= Java TV =

Java TV is a Java-based software framework designed for use on TV set-top boxes, based on components called Xlets. It is currently used only on the Connected Device Configuration, specifically for iTV applications development.

The API includes the Xlet classes in the package javax.tv.xlet. Other packages of the public API include
1. javax.tv.graphics - provides a simple rendering canvas
2. javax.tv.locator - provides a locator in the style of a URL for services and media, such as service:/SERV1
3. javax.tv.service - defines a mechanism for service information (SI) databases and APIs representing the SI elements, such as the TV channels and media available for playback.

==Criticisms==
While the framework is general, Sun currently provides support only on Java ME. For some subjects, such as media locators, it is in effect superseded by other locator standards on platforms such as BD-J.

A point of confusion is that in platforms supported as of 2008, examples such as the SvcDispXlet example from the introduction to the API, written circa 2001, are not deployable because it uses AWT widgets such as java.awt.Button. Most iTV platforms, along with BD-J, implement Personal Basis Profile with no AWT widgets, as opposed to Personal Profile which includes the widgets.

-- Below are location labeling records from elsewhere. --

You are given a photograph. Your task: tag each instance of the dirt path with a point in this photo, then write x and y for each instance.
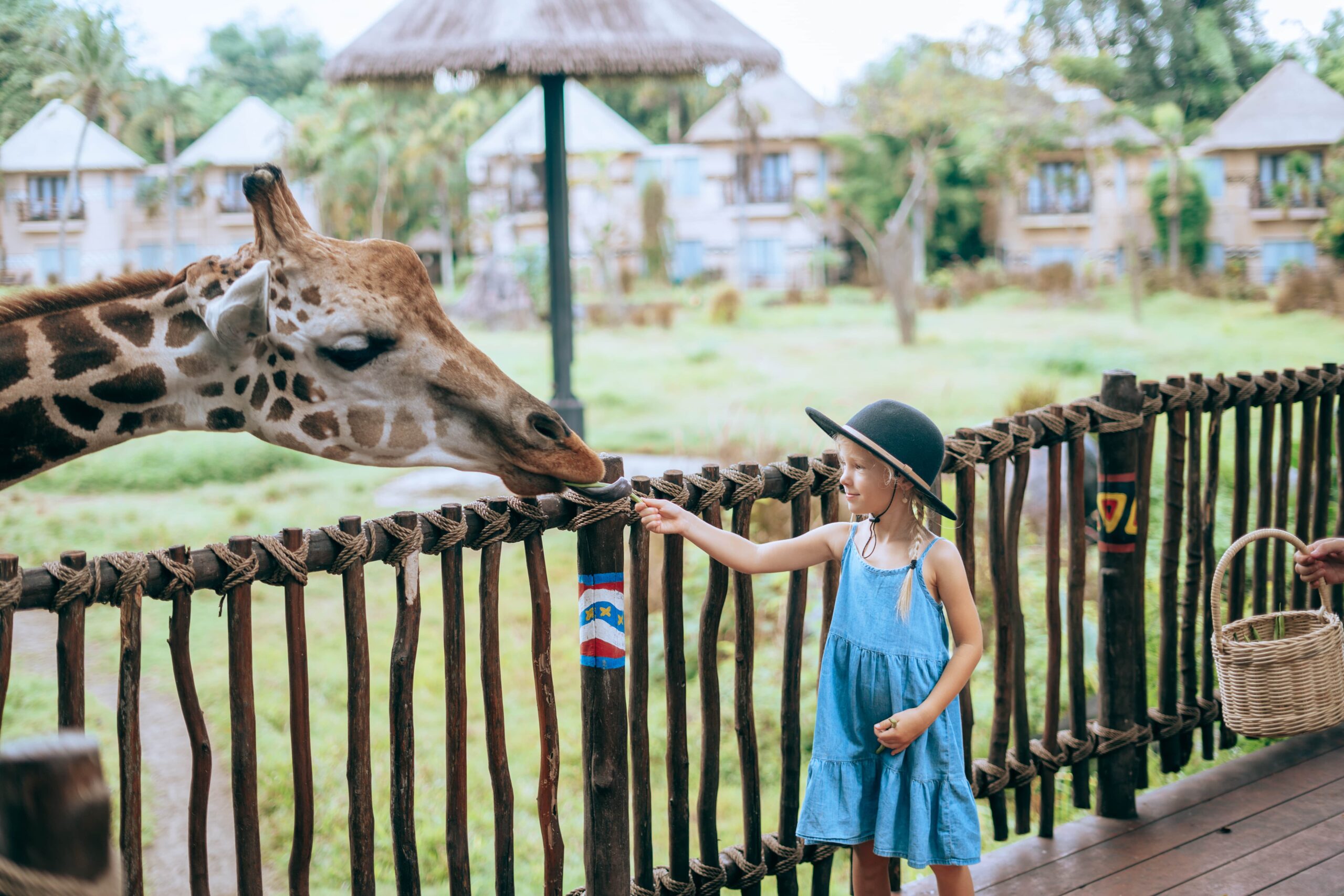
(166, 765)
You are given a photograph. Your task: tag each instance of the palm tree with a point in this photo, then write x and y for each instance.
(89, 66)
(1170, 125)
(162, 107)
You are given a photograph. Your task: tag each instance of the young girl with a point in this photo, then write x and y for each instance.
(886, 774)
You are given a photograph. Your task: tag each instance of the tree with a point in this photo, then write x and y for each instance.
(88, 66)
(160, 107)
(1199, 56)
(1184, 222)
(942, 101)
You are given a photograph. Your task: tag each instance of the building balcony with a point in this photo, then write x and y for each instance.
(47, 212)
(1280, 201)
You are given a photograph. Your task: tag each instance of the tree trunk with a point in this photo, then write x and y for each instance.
(1174, 217)
(1132, 268)
(445, 229)
(71, 196)
(375, 222)
(171, 162)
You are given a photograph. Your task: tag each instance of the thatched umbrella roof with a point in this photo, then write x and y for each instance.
(551, 37)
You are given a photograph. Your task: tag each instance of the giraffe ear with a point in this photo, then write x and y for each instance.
(241, 313)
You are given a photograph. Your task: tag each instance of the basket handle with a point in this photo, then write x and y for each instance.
(1215, 596)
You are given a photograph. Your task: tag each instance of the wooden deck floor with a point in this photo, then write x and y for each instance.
(1270, 823)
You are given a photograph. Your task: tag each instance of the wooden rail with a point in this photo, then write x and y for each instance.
(1136, 704)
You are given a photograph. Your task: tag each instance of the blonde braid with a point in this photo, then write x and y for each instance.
(917, 510)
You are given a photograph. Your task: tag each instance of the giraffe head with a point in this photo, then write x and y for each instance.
(342, 350)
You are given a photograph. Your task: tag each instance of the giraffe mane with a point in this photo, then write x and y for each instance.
(35, 303)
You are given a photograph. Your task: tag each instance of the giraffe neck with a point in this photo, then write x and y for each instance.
(78, 381)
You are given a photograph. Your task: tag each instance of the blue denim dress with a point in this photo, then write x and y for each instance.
(917, 804)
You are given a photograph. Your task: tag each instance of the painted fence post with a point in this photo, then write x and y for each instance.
(1116, 648)
(606, 815)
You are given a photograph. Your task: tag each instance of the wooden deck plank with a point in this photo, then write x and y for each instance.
(1270, 864)
(1016, 859)
(1326, 879)
(1160, 835)
(1217, 848)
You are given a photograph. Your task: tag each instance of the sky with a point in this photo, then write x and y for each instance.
(822, 50)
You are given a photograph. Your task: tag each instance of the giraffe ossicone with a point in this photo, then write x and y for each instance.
(322, 345)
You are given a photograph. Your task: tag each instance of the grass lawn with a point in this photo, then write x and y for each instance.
(730, 392)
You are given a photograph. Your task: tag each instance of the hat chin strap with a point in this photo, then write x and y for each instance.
(877, 518)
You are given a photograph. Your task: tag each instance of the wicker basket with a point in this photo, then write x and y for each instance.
(1278, 687)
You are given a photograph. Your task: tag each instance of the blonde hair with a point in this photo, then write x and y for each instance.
(917, 542)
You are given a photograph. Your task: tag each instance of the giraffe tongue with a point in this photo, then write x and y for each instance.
(606, 491)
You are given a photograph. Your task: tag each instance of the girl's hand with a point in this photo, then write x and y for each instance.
(1323, 559)
(662, 516)
(901, 730)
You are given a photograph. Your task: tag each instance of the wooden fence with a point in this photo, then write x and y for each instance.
(1126, 417)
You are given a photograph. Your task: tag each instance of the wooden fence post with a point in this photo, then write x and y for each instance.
(56, 809)
(1116, 649)
(606, 816)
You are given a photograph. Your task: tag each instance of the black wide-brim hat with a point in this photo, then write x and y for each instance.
(901, 436)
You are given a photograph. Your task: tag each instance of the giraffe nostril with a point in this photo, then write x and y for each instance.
(548, 426)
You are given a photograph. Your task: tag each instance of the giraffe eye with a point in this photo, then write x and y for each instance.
(353, 352)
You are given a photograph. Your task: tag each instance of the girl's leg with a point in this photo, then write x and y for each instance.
(870, 872)
(953, 880)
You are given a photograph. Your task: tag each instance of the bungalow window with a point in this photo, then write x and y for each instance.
(46, 194)
(771, 181)
(1280, 168)
(233, 198)
(1058, 187)
(686, 178)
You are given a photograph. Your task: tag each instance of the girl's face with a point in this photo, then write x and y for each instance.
(865, 480)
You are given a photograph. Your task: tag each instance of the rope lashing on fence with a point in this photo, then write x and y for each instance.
(987, 778)
(18, 880)
(999, 442)
(824, 477)
(11, 592)
(406, 541)
(749, 487)
(289, 565)
(132, 574)
(533, 519)
(1019, 773)
(182, 577)
(752, 873)
(779, 858)
(711, 878)
(1110, 739)
(802, 480)
(596, 511)
(355, 549)
(1115, 419)
(963, 453)
(711, 491)
(1078, 419)
(450, 532)
(1308, 386)
(496, 524)
(75, 583)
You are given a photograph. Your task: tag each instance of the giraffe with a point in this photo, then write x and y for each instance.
(316, 344)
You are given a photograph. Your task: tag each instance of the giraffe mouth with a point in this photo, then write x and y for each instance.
(527, 484)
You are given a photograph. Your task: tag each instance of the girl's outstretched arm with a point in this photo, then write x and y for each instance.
(945, 574)
(736, 553)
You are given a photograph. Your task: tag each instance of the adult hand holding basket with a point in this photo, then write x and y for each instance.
(1278, 687)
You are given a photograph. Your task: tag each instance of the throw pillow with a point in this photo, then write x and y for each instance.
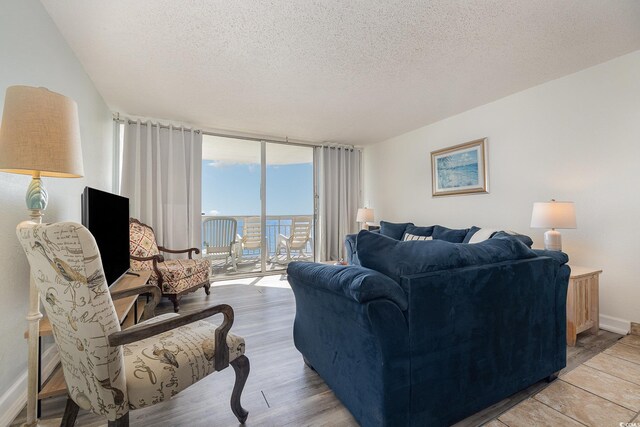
(470, 233)
(448, 234)
(408, 237)
(396, 259)
(419, 231)
(393, 230)
(522, 237)
(481, 235)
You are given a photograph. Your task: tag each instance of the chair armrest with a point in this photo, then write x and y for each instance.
(180, 251)
(156, 259)
(221, 360)
(150, 306)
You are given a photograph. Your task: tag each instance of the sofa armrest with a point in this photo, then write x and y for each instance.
(558, 256)
(354, 282)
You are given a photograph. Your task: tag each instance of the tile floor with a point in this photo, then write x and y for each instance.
(603, 391)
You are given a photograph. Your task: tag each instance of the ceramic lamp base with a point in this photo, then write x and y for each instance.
(37, 196)
(552, 240)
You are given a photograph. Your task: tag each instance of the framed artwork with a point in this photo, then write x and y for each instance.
(461, 169)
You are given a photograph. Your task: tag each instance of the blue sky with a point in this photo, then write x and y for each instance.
(234, 189)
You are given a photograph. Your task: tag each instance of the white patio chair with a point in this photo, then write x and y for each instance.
(251, 238)
(299, 236)
(219, 241)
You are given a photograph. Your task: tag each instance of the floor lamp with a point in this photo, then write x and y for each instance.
(39, 136)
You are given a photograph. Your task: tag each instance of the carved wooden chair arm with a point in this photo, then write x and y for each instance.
(150, 306)
(180, 251)
(221, 358)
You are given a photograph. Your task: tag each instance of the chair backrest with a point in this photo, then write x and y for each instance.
(67, 271)
(219, 234)
(252, 233)
(300, 231)
(142, 243)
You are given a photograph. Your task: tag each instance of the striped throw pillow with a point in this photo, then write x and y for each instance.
(408, 237)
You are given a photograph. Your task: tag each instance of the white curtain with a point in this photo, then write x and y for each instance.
(161, 176)
(339, 179)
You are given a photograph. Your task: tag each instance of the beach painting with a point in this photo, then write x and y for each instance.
(460, 169)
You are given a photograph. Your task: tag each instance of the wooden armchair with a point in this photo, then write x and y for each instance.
(174, 277)
(109, 371)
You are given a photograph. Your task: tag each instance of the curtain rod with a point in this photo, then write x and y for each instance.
(161, 126)
(246, 138)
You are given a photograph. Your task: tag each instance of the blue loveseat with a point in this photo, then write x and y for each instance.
(426, 333)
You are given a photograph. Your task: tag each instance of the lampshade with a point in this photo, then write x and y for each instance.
(364, 215)
(40, 132)
(553, 215)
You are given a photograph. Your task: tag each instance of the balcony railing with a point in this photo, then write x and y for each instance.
(276, 224)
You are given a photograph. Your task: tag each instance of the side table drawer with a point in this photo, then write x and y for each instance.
(582, 303)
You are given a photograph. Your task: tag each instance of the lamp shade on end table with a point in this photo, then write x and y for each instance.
(553, 215)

Sun's reference implementation for Java TV attempts to limit its exposure to support issues to the full Java Media Framework by having its own small version of JMF that is internally referred to as "jmflite". As with the limitations of the MIDP emulators that Sun provides, the Java TV reference implementation provided by Sun has not been updated to make provisions for later JDK's such as removing calls to Thread.stop(). The Thread.stop() method was made a "final" method in Java 1.5 (meaning that classes which extend Thread and override stop() will fail at runtime under JRE 1.5 when the class is loaded). This implies that Sun has not yet committed to public plans or a roadmap for taking Java ME beyond JRE 1.3. If such an upgrade were to take place, it would require significant work on the part of all vendors of Java ME-enabled devices.